Pourquoi ces rachats spectaculaires se multiplient-ils en ce moment ?

D’abord, parce qu’avec la pandémie, finis les concerts. Or, pour des stars de la trempe de Springsteen, ils pouvaient représenter les trois quarts de leurs revenus. Ensuite, l’administration Biden veut alourdir la fiscalité sur le capital pour les plus riches. Si vous êtes une légende du rock ou de la pop, c’est vraiment le moment de vendre vos catalogues.

Mais ce qui fait monter les enchères sur ces droits, c’est surtout la bataille qui oppose les fonds d’investissement qui sont des nouveaux venus sur le marché de la musique, aux trois grandes maisons de disque, Warner, Universal et Sony.
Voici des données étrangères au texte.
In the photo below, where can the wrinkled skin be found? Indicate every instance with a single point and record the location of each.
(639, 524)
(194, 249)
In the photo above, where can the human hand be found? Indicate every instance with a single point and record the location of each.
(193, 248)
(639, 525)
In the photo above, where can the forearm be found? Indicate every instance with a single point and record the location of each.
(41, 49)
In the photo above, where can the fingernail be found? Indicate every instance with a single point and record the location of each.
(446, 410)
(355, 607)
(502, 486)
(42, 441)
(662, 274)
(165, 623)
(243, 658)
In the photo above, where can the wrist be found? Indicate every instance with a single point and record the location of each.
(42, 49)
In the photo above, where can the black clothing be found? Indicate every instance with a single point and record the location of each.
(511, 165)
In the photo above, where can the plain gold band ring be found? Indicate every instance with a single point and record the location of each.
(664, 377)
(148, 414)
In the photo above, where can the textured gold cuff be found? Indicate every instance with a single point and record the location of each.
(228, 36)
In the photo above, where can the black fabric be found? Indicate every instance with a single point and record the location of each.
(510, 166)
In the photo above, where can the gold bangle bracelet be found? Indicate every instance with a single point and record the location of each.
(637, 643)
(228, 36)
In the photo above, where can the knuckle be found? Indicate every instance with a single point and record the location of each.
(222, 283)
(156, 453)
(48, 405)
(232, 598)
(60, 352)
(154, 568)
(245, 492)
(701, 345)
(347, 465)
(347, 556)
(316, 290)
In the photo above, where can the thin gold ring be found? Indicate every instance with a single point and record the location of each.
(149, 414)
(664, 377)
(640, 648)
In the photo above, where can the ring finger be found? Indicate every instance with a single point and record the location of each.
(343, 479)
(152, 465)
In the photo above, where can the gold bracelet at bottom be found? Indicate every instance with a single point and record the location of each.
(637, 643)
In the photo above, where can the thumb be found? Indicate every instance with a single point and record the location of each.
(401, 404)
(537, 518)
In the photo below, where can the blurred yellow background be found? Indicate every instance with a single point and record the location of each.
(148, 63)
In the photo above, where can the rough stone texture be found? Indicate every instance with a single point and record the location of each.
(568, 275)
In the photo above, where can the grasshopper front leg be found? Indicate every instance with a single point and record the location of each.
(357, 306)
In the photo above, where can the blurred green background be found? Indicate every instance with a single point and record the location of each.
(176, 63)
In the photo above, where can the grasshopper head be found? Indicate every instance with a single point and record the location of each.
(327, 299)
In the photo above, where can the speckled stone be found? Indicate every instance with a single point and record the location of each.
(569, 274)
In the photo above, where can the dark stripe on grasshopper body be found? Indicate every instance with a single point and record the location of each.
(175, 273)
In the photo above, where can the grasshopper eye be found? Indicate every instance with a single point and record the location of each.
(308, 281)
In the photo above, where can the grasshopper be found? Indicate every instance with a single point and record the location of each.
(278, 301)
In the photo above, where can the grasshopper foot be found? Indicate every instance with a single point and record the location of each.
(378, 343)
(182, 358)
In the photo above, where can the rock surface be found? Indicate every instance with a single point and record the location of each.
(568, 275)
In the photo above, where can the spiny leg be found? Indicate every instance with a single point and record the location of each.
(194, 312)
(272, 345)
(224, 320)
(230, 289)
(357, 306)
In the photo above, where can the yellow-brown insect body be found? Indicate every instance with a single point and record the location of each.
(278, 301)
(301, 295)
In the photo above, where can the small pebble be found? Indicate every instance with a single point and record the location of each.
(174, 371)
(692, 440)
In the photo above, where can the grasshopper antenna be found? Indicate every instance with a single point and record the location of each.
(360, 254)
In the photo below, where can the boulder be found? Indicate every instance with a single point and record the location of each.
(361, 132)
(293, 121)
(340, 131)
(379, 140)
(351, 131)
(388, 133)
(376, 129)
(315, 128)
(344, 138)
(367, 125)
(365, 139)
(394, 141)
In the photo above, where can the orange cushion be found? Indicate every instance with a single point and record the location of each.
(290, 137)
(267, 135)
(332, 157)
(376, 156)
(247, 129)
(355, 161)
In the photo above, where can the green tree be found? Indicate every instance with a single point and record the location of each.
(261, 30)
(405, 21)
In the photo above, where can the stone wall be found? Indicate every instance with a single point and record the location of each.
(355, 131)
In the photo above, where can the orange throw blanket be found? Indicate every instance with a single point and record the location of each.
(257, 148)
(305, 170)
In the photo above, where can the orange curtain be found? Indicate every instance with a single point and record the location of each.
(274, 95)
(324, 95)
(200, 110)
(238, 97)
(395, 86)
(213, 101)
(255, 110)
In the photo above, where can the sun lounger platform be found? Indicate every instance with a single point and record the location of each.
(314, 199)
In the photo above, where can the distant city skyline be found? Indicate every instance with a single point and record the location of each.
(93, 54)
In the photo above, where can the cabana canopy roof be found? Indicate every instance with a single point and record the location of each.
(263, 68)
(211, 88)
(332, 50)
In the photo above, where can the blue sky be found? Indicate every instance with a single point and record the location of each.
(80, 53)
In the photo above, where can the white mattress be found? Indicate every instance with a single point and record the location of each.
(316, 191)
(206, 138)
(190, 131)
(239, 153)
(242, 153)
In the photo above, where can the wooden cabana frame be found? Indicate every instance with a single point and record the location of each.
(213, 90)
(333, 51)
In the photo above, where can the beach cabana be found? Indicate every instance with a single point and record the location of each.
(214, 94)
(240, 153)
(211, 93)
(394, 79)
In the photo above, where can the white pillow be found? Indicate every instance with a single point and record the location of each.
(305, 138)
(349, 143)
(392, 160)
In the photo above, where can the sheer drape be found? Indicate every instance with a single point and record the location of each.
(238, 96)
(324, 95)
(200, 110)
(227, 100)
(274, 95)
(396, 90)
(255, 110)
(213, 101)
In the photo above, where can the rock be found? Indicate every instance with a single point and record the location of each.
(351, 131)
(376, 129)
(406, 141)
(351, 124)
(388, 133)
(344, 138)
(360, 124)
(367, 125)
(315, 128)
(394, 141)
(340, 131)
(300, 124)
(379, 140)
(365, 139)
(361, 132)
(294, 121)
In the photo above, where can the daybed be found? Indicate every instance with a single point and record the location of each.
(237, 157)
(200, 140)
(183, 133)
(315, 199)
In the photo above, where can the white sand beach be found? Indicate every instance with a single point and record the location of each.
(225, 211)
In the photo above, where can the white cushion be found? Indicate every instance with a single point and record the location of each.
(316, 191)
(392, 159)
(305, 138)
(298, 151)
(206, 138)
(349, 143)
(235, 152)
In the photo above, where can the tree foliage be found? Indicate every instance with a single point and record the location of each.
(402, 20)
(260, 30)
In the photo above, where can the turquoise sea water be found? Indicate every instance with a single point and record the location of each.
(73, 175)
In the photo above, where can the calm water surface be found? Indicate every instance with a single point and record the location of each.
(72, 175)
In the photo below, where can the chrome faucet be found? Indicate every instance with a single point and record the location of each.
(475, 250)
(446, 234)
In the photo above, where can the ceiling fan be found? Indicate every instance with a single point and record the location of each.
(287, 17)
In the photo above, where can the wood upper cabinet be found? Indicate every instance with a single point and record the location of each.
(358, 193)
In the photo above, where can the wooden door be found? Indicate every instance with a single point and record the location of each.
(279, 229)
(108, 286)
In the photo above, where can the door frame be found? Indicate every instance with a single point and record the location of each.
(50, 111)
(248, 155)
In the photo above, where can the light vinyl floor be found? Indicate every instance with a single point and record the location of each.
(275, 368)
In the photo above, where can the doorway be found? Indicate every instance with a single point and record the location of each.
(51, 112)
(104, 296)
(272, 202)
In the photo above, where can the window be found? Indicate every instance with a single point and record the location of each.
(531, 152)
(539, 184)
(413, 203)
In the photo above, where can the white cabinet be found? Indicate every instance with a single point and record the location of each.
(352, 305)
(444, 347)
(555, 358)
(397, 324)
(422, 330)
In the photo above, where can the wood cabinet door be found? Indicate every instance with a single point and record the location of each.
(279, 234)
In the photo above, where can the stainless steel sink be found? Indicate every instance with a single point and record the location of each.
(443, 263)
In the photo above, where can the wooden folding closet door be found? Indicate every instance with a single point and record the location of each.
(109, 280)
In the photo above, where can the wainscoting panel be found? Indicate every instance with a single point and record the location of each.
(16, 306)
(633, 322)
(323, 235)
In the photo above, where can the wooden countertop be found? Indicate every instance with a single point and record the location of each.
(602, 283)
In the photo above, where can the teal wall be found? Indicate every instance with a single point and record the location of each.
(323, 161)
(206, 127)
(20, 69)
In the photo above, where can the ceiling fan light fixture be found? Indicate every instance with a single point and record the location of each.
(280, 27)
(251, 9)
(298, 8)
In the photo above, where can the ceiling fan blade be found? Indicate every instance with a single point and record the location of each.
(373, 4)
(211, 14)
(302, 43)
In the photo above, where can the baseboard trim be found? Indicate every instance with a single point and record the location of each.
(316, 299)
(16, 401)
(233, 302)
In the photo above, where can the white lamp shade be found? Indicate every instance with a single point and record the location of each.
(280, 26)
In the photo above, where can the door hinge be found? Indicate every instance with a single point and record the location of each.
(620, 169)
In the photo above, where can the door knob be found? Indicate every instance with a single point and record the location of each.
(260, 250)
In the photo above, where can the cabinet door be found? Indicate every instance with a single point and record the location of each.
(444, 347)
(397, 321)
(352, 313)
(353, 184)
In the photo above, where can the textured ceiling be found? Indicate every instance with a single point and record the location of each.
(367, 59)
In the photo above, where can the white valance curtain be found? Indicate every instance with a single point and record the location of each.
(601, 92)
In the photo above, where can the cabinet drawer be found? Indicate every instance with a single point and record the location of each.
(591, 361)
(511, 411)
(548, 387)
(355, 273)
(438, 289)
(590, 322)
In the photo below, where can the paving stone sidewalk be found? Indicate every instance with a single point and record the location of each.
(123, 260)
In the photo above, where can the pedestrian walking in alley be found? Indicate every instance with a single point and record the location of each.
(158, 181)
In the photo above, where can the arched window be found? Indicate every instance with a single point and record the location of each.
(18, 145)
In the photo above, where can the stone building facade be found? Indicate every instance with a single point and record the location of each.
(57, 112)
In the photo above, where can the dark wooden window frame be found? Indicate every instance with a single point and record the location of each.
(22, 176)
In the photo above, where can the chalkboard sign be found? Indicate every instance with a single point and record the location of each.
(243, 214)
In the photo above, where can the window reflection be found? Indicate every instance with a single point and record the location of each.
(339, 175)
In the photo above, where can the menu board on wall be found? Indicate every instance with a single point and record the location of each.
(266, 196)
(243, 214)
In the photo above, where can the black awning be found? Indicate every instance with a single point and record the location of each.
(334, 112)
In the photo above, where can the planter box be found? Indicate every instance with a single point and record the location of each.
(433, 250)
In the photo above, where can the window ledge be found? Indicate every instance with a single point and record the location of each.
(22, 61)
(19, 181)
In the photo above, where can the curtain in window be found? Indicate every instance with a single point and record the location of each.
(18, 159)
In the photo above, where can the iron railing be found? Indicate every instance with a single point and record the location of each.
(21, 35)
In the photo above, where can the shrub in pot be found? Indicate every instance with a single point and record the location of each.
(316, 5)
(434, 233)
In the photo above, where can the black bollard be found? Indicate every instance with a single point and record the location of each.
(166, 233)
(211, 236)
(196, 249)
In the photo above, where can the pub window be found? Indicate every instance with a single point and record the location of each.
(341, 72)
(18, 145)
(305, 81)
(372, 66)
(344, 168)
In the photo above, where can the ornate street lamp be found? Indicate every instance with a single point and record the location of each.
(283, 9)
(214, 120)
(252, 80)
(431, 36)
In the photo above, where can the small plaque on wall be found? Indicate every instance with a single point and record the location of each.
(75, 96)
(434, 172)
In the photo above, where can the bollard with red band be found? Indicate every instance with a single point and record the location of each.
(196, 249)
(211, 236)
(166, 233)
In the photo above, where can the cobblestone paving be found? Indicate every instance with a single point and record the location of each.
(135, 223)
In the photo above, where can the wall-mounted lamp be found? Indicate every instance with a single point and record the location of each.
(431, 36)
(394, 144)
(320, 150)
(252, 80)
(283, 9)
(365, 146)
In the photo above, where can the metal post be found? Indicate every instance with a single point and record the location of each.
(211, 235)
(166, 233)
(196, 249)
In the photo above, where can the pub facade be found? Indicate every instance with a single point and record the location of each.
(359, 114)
Rien qu’en 2021, Hipgnosis a déboursé 2,5 milliards de dollars pour acquérir les droits d’artistes comme Shakira ou les Red Hot Chili Peppers. Son fondateur est convaincu que les chansons à succès sont un excellent placement avec un rendement fiable et prévisible, qui plus est résistant aux aléas de la conjoncture.

La pandémie n’a pas empêché les revenus générés par l’écoute de musique sur les plateformes de streaming de continuer à croître. Son modèle par abonnement a sauvé le marché de la musique, il lui a même permis de retrouver l’année dernière les recettes record qu’il connaissait à son âge d’or au début des années 2000, juste avant que le MP3 ne tue le CD. Alors oui, le streaming ne nourrit pas encore l’écrasante majorité des artistes, mais c’est déjà un filon pour les plus connus d’entre eux, les maisons de disques et les fonds d’investissement. A moins qu’une révolution technologique ne vienne à nouveau tout chambouler. Ou que les conflits comme celui opposant Neil Young à Spotify se multiplient. La musique n’est pas un placement comme les autres.